Al día siguiente de las exequias, que congregaron a los presidentes de Argentina, Chile y Venezuela, asistí a la lectura del testamento, depositado en la sucursal del Banco de Santander. Se había previsto que la ceremonia fuera estrictamente privada y tuve que movilizar todas mis influencias para que nos permitieran entrar a Brenda y a mí. Fue una precaución vana, porque los enviados de televisión de quince países forzaron el frágil cordón de seguridad e invadieron el salón Embajador del hotel donde estábamos reunidos los abogados, un trío de escribanos, la primera esposa del difunto con su único hijo y sus nueve hermanos, además de un número escaso de testigos. Como el presidente suicida seguía aún casado con la actriz de telenovelas, se descontaba que esa mujer irla a reclamar al menos la mitad de los bienes. No estaba allí, sin embargo. La representaba su padre, un hombre pálido, delgado, que fumaba con avidez un cigarrillo tras otro.
Los escribanos se resistieron a leer el testamento hasta que se despejara el salón Embajador, pero los móviles de la televisión estaban decididos a que los actos póstumos del ex presidente fueran tan poco solemnes como habían sido los de su vida.
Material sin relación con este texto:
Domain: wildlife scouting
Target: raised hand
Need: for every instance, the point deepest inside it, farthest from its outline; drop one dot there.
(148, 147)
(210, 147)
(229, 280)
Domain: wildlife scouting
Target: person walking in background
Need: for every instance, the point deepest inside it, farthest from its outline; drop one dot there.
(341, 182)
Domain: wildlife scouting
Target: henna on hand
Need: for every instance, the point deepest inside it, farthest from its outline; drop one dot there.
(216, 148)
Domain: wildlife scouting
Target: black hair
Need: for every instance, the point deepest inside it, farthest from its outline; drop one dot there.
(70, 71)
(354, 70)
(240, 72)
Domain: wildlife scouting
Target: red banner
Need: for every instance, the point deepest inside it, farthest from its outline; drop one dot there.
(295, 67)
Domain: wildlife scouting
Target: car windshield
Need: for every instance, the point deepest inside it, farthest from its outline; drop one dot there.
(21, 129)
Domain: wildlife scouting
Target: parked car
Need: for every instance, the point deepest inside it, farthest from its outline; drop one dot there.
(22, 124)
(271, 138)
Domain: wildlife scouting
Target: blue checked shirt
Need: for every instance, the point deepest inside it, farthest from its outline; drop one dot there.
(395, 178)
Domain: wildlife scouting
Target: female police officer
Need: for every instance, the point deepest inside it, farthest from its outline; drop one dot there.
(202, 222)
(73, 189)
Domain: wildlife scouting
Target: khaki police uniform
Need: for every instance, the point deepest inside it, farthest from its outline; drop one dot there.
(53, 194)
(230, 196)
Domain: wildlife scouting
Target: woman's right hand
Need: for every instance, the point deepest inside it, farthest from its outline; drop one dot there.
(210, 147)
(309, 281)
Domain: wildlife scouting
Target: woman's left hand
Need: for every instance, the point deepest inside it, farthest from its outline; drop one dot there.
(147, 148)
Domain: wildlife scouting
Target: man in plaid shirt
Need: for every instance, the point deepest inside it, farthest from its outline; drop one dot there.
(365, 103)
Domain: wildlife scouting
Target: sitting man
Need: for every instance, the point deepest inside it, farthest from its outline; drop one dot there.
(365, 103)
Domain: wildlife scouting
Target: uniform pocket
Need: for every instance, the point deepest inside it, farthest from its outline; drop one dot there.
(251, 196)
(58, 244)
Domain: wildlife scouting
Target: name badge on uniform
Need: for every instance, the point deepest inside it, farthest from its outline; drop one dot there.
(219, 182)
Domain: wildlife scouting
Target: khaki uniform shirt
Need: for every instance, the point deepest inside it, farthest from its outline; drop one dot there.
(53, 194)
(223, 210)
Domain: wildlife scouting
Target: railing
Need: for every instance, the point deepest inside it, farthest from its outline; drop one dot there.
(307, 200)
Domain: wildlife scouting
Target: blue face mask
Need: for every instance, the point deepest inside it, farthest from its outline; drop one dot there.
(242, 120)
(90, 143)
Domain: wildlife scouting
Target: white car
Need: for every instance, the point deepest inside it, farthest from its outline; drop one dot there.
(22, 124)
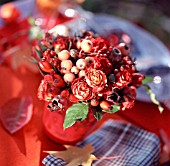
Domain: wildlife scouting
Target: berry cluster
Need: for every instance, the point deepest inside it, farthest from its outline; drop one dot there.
(86, 68)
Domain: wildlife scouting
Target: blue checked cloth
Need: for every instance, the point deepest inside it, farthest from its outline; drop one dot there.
(132, 145)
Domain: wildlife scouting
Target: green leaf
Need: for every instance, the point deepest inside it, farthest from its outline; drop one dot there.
(97, 112)
(153, 98)
(114, 109)
(147, 79)
(74, 113)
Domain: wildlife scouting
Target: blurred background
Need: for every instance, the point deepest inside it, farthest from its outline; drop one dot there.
(153, 15)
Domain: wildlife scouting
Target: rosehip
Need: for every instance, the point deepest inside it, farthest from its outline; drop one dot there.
(64, 93)
(69, 77)
(86, 45)
(82, 73)
(74, 70)
(63, 55)
(66, 64)
(125, 50)
(73, 53)
(89, 60)
(73, 99)
(45, 66)
(94, 102)
(58, 81)
(78, 44)
(81, 64)
(105, 105)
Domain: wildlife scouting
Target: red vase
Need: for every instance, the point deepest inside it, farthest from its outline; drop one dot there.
(53, 127)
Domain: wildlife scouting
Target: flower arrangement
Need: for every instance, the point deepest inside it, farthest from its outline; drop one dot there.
(84, 73)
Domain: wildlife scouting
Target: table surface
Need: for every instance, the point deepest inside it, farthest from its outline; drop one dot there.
(26, 146)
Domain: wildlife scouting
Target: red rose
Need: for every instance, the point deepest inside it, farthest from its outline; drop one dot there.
(123, 77)
(129, 96)
(46, 91)
(96, 79)
(100, 43)
(137, 79)
(103, 64)
(81, 90)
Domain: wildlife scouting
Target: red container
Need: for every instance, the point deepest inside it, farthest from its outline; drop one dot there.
(53, 127)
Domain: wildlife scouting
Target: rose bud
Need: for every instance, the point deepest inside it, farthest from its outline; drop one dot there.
(45, 66)
(81, 64)
(105, 105)
(124, 48)
(69, 77)
(86, 45)
(63, 55)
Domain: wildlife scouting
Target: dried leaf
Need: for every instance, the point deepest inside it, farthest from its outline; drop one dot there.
(75, 156)
(16, 113)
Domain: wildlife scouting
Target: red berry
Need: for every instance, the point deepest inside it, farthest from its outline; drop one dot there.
(73, 99)
(45, 66)
(105, 105)
(63, 55)
(86, 45)
(58, 81)
(94, 102)
(81, 64)
(69, 77)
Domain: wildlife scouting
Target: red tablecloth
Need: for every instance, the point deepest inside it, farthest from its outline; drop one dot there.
(26, 146)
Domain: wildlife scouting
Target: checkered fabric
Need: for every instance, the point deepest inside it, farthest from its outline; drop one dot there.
(118, 143)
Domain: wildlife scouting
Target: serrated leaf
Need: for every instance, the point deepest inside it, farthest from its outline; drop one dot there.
(76, 112)
(147, 80)
(114, 109)
(153, 98)
(97, 113)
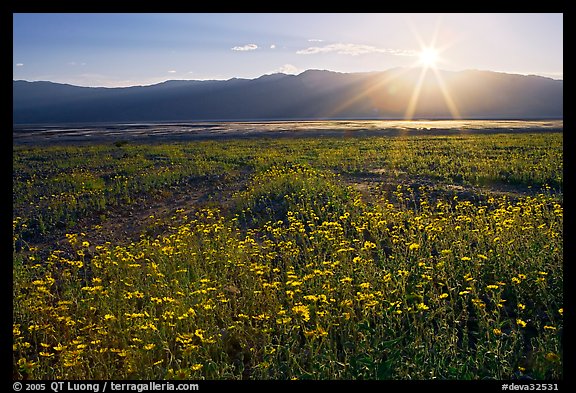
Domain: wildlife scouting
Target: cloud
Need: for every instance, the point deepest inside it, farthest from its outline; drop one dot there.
(288, 69)
(354, 50)
(246, 47)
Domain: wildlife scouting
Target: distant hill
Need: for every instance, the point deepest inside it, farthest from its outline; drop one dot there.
(313, 94)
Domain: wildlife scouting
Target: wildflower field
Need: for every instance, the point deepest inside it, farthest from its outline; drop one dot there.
(406, 257)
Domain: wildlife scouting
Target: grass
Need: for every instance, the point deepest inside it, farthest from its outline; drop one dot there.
(323, 258)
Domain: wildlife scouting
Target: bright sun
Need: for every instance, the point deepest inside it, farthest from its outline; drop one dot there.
(429, 57)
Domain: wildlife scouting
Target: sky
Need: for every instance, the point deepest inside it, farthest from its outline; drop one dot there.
(118, 50)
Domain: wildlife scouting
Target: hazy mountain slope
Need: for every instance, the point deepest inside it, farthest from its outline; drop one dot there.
(310, 95)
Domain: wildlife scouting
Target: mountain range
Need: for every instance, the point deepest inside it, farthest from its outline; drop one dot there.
(313, 94)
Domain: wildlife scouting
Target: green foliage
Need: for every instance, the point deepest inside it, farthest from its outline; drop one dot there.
(300, 275)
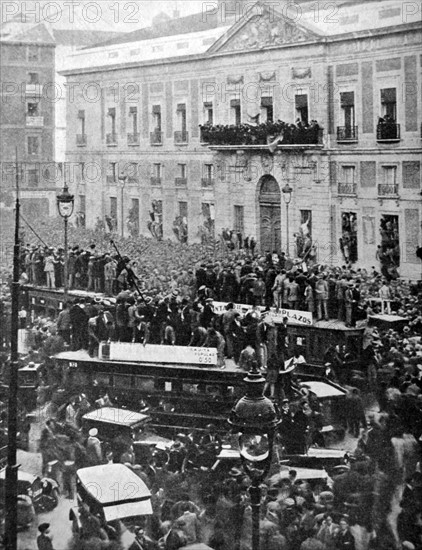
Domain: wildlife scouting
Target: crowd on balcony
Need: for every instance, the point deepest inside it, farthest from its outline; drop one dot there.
(262, 134)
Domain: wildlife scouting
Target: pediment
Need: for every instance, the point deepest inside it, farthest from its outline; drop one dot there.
(269, 29)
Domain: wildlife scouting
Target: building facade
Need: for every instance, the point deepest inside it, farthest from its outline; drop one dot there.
(137, 157)
(27, 121)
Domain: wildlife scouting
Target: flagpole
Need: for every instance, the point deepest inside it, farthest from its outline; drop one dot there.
(11, 493)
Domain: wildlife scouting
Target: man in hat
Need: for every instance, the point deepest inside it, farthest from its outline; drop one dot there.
(93, 448)
(44, 539)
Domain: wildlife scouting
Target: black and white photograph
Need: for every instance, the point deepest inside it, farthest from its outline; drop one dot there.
(211, 275)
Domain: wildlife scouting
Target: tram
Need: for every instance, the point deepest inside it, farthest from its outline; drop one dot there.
(181, 388)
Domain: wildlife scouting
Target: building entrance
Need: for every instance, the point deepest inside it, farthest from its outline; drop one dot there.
(270, 214)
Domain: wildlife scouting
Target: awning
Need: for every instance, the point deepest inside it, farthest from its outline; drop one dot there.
(127, 510)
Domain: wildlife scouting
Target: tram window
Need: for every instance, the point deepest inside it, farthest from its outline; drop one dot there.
(102, 379)
(145, 384)
(122, 381)
(190, 388)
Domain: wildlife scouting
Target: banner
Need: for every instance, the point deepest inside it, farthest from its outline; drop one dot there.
(138, 353)
(294, 316)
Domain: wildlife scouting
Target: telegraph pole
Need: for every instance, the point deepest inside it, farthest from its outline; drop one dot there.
(11, 493)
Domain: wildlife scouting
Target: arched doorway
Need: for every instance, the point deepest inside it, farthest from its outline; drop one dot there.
(270, 214)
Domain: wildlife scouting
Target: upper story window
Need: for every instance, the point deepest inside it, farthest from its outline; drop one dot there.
(156, 115)
(33, 54)
(33, 78)
(347, 106)
(389, 104)
(236, 112)
(301, 107)
(33, 109)
(208, 113)
(267, 109)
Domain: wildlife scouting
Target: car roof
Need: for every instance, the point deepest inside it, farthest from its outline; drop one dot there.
(113, 415)
(112, 484)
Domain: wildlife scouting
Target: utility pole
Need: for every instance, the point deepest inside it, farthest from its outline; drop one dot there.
(11, 496)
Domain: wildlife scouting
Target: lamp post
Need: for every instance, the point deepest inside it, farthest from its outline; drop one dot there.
(65, 204)
(254, 418)
(122, 182)
(287, 196)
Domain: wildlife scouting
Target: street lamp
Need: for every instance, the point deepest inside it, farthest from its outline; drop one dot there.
(287, 196)
(65, 204)
(122, 180)
(254, 418)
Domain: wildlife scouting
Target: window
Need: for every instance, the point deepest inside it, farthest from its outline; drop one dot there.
(301, 107)
(33, 177)
(239, 219)
(33, 145)
(389, 175)
(236, 112)
(32, 109)
(81, 118)
(33, 54)
(156, 115)
(348, 174)
(112, 118)
(208, 113)
(389, 104)
(267, 109)
(209, 171)
(347, 105)
(133, 114)
(112, 172)
(157, 170)
(33, 78)
(349, 240)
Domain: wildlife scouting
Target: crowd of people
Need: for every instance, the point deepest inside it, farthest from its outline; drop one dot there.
(373, 501)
El suegro fumador quería marcharse de una vez, por lo que el jefe de los escribanos, acatando esa urgencia, abrió el sobre lacrado que contenía el documento. La sombra vertiginosa del suicida se posó por un instante sobre nosotros y, en vez de infundirnos pavor, nos preparó para una revelación alevosa. La tuvimos. Con una voz de impropia monotonía, el escribano anunció que la fortuna del ex presidente ascendía a trescientos ochenta y nueve millones seiscientos veintiséis mil dólares en propiedades, depósitos en bancos europeos y caribeños, acciones de la bolsa, bonos al portador y empresas confiadas a testaferros, en vez de los modestos dos millones ochocientos mil dólares que había declarado como único capital al dejar el gobierno. «Yo sabia, yo sabía», se oyó decir a la primera esposa. «Muria como vivió, engañándonos a todos.»
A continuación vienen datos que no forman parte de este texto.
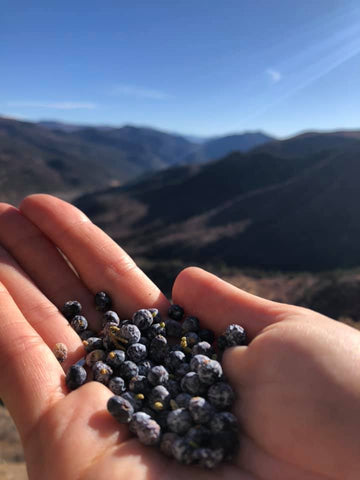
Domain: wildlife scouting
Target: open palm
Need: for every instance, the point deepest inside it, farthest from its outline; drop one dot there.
(292, 381)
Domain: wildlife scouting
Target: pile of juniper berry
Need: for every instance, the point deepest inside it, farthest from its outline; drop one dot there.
(166, 377)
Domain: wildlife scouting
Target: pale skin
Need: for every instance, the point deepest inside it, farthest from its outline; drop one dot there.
(297, 383)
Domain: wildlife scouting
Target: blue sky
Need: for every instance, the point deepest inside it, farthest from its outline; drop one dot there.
(194, 67)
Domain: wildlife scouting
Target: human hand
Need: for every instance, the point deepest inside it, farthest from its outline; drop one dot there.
(72, 435)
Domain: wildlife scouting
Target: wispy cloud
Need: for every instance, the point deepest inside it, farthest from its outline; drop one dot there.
(274, 75)
(140, 92)
(54, 105)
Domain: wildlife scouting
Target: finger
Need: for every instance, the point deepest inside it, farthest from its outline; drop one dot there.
(43, 262)
(100, 262)
(218, 303)
(31, 379)
(42, 315)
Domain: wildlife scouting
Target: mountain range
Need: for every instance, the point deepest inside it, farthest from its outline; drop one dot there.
(69, 160)
(289, 205)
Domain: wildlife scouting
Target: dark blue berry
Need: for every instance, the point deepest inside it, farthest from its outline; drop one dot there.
(201, 410)
(191, 383)
(115, 358)
(129, 334)
(206, 335)
(95, 356)
(75, 377)
(137, 419)
(93, 343)
(103, 301)
(209, 372)
(139, 384)
(183, 399)
(101, 372)
(120, 409)
(235, 335)
(143, 319)
(148, 432)
(128, 369)
(117, 385)
(182, 450)
(179, 421)
(158, 375)
(70, 309)
(167, 441)
(79, 323)
(137, 352)
(174, 359)
(159, 398)
(221, 395)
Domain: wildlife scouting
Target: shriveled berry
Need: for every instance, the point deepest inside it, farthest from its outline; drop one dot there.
(159, 398)
(95, 356)
(183, 399)
(128, 369)
(143, 319)
(115, 358)
(173, 387)
(221, 395)
(148, 432)
(182, 451)
(70, 309)
(206, 335)
(209, 372)
(155, 329)
(198, 436)
(79, 323)
(191, 383)
(87, 334)
(201, 410)
(117, 385)
(134, 399)
(144, 367)
(129, 334)
(75, 377)
(174, 359)
(176, 312)
(179, 421)
(101, 372)
(120, 409)
(60, 351)
(198, 360)
(93, 343)
(158, 349)
(167, 441)
(137, 352)
(137, 419)
(103, 301)
(235, 335)
(158, 375)
(139, 384)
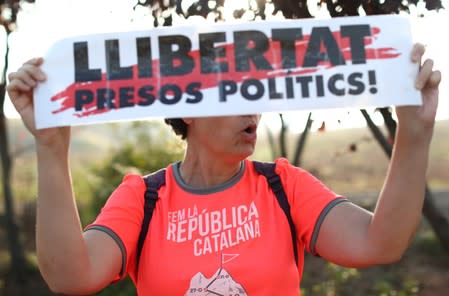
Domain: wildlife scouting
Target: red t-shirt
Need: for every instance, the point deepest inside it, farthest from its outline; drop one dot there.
(233, 239)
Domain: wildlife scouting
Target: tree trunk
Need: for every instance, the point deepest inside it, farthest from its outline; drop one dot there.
(302, 141)
(15, 247)
(436, 218)
(283, 137)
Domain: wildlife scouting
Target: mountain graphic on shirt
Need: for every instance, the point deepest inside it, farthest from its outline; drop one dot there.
(220, 284)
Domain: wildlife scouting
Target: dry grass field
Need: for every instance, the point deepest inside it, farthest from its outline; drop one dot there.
(348, 161)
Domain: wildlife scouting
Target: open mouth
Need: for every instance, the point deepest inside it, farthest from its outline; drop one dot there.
(250, 129)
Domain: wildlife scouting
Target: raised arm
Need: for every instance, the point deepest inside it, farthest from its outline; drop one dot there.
(70, 262)
(351, 236)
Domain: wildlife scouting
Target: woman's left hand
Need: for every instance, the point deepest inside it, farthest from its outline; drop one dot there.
(417, 122)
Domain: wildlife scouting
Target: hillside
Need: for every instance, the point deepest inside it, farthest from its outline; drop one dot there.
(349, 161)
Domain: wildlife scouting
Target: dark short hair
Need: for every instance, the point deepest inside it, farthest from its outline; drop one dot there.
(178, 125)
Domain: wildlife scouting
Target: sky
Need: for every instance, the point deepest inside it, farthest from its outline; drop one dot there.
(45, 22)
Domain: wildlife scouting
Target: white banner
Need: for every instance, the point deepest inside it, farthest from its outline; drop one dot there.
(228, 69)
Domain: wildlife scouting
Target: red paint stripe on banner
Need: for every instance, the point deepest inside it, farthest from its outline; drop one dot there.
(66, 98)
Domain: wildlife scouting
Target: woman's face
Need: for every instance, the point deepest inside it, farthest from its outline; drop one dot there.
(227, 136)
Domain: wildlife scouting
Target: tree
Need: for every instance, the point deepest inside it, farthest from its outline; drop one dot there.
(163, 12)
(8, 15)
(294, 9)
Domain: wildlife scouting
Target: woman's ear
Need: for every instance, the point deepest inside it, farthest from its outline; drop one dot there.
(187, 121)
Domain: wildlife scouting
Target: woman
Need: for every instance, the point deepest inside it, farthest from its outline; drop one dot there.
(217, 229)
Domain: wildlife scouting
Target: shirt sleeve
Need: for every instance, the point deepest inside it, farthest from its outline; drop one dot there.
(310, 201)
(121, 218)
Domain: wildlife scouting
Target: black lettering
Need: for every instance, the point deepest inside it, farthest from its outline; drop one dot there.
(175, 61)
(225, 88)
(209, 53)
(273, 93)
(144, 58)
(244, 90)
(126, 97)
(113, 69)
(354, 80)
(105, 98)
(304, 81)
(287, 38)
(250, 45)
(319, 86)
(194, 89)
(170, 94)
(146, 95)
(322, 35)
(81, 60)
(357, 34)
(83, 97)
(332, 85)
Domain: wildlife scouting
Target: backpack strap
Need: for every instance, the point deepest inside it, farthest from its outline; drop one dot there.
(267, 169)
(153, 182)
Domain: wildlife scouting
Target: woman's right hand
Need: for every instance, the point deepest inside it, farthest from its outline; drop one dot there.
(20, 90)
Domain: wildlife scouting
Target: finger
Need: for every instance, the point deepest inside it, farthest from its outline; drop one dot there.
(418, 51)
(424, 74)
(434, 79)
(18, 85)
Al escándalo de la declaración se sumaba la desvergüenza, porque casi todos los bienes estaban en manos de terceros, registrados en codicilos secretos que los escribanos debían ejecutar por separado con cada uno de los albaceas. El difunto admitía que su fortuna real era enorme, pero los herederos legítimos no podrían reclamarla porque estaba en manos inaccesibles. Asignaba al hijo un millón y medio y otro tanto a la segunda esposa. El resto se dividía en donaciones para clubes de fútbol, fondos para la creación de un circuito automovilístico de Fórmula Uno, la compra de un canal de cable dedicado a los deportes que debía llevar su nombre, y un legado especial para que se construyera, en la montaña más alta de su provincia natal, un monumento con su efigie, similar a los de Washington y Jefferson en el monte Rushmore. Como el suicidio, esas decisiones póstumas eran un dedo del medio alzado contra la opinión del mundo.